Reputation: 1000
I have to extract data from many sites structured like this http://www.firmenmonitor.at/Secure/CompanyDetail.aspx?CID=408053&SID=4af735f7-4eb7-4f8e-a1df-948f6fb66a18&PID=1
I am interested in second 'textModule'
div. There are three sections:
In der Rolle Aufsichtsrat waren oder sind gemeldet:
(...)
In der Rolle Geschäftsführer waren oder sind gemeldet:
(...)
In der Rolle Gesellschafter waren oder sind gemeldet:
(...)
I know how to extract names and other info but I would like to know the section each member is member of.

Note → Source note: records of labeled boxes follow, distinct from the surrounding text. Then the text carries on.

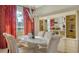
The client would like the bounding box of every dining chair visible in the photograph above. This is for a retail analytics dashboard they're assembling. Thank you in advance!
[47,35,60,53]
[3,33,19,53]
[39,32,52,52]
[35,31,45,38]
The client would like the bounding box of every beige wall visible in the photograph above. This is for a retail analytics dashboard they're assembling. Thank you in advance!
[35,8,79,52]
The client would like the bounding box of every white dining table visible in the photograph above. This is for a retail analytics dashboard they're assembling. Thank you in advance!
[20,37,47,45]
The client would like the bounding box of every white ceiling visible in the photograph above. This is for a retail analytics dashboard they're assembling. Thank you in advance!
[35,5,79,16]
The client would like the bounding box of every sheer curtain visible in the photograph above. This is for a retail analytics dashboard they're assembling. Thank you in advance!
[0,5,16,48]
[23,7,32,35]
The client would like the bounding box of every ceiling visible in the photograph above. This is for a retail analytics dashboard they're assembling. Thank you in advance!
[35,5,79,16]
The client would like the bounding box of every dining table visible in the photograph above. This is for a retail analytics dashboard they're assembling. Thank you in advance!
[19,36,47,45]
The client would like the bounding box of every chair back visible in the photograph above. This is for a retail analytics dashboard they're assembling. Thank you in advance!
[3,33,19,53]
[38,31,45,37]
[48,35,60,53]
[44,32,52,44]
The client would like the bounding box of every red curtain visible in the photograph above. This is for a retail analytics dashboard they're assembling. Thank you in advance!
[23,7,32,35]
[5,5,16,37]
[50,19,54,31]
[0,5,7,49]
[0,5,16,48]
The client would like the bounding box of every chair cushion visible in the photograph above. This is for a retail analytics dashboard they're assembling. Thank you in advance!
[38,31,45,37]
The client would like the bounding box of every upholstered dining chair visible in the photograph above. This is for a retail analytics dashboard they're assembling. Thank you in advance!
[47,35,60,53]
[3,33,19,53]
[35,31,45,38]
[39,32,52,52]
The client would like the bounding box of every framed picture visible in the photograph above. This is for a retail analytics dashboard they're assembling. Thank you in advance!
[66,15,76,38]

For example:
Köhlmeier Harald - Aufsichtsrat
Mazzel Josef - Aufsichtsrat
(...)
Konstatzky Adolf F. - Geschäftsführer
My issue is that this div
has very flat structure and the header for each section is just <h3>
. So I don't know how to figure out where one section finishes and another starts. I can't really show you what I've tried so far as I have no idea how to approach it... Any hints?
Upvotes: 0
Views: 47
Reputation: 8608
If I understand your question correctly you're just looking for a way to split the three sections, so you can process each independently and extract data with the knowledge of which section it belongs to.
In that case you can just leverage the fact that the exact string <h3
is what seperates the sections. You can simply extract the second div, save it as a string named e.g. second_div
and do a second_div.split("<h3")
to get a list object where items 1, 2 and 3 (not 0) contain html code in seperate sections.
Upvotes: 1